In 2004, Alexandra Hildebrandt was publicly criticised for creating her Freedom Memorial to the victims of the border forces, on the site of the former Checkpoint Charlie. While some considered this public exhibit to be appropriate, others considered it a form of cheap populism. The following year, the crosses which made up the memorial were removed, following a court order enacted by the owner of the site.[4]

In 2008, the museum gave the total number of people killed up until 1989 on the Berlin Wall and the East-West German border as 1,303. However, one source, in a right-wing publication, claims that this total includes victims trying to escape via the Baltic Sea, Germans killed on the country's exterior borders, the deaths of East German soldiers and Soviet deserters, suicides of family members of the border troops, and people who successfully escaped from the East but were subsequently captured and killed by the Stasi or the KGB.[5]



From the museum, escape helpers could observe all movements at the border crossing; escapees were always welcome and supported, escape plans were worked out, and injustice in the GDR was always fought against.

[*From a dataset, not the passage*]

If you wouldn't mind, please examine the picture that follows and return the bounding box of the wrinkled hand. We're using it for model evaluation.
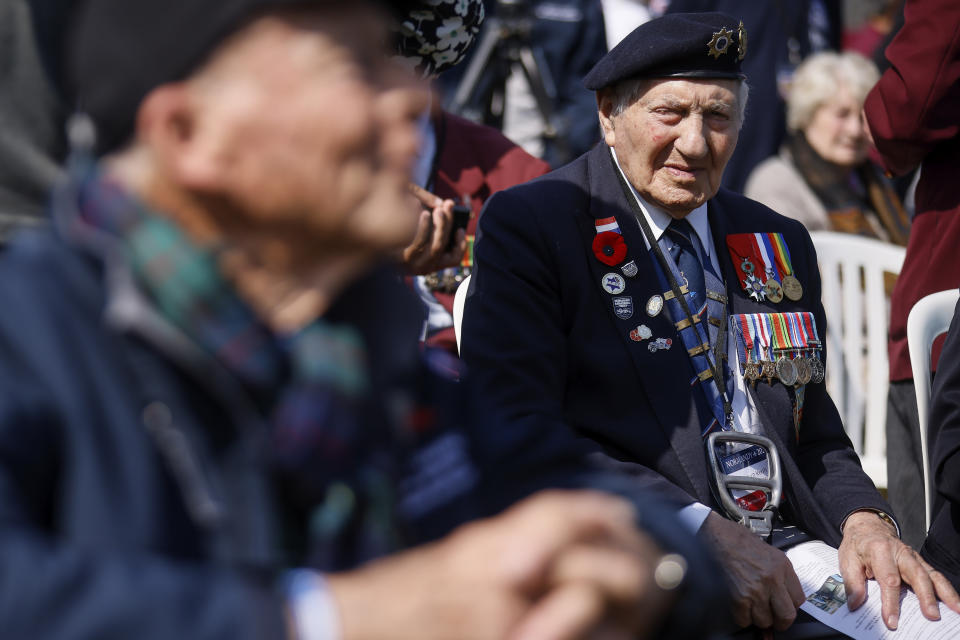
[329,491,672,640]
[699,513,804,631]
[839,511,960,629]
[402,197,467,275]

The aim was to document the "best border security system in the world" (GDR general Karl-Heinz Hoffmann) and the support provided by the protecting powers – until the tank confrontation between the USA/USSR. Further exhibitions followed: 1973: "Artists interpret THE WALL", 1976: "BERLIN – from a front-line city to Europe's bridge", 1984: "FROM GANDHI TO WALESA – non-violent struggle for human rights".

The wall from 13th August 1961 to its fall[edit]

Original objects from successful escapes demonstrate the courage and creativity of the escapees. Photos and objects show the development of the GDR's border security system, from the first breeze blocks to the 4th-generation Wall, whose L-shaped segments became the longest concrete art canvas in the world. A spring gun for the dismantling of which they had risked their lives, and other elements of a former "border security system" that used to encircle a city and seal off a country illustrate the Wall's historic singularity.

Due to the museums friendly relations with escape helpers the museum was given hot-air balloons, escape cars, chairlifts and a small submarine, a spring gun, a piece of the wall's tubular top-cladding and the Charta 77 typewriter, Mahatma Gandhi's diary and sandals and Andrei Sakharov's death mask.

Berlin from front-line city to bridge of Europe[edit]

The exhibition presents the history of both parts of the divided city – their contrasts and similarities – from the end of World War II onward. Further stages in the exhibition show the building of the Wall, the Four Power Agreement, the 750th anniversary celebrations, the fall of the Wall and German reunification.

It happened at Checkpoint Charlie[edit]

Checkpoint Charlie was the best-known border crossing between East and West. In October 1961 American and Russian tanks engage in a face-off following the USA's intervention to defend the fundamental rights of Berlin's occupying powers. Again and again Checkpoint Charlie is the scene of demonstrations. Escape attempts are either successful (e.g. in an Isetta, a small car modified for escape purposes, which is displayed in the museum) or fail just in front of the white borderline. On 17 August 1962, Peter Fechter bleeds to death before the eyes of the world. Finally, on 22 June 1990, in the presence of the foreign ministers of the four victorious powers of World War II and both German states, Checkpoint Charlie is demolished in a formal ceremony.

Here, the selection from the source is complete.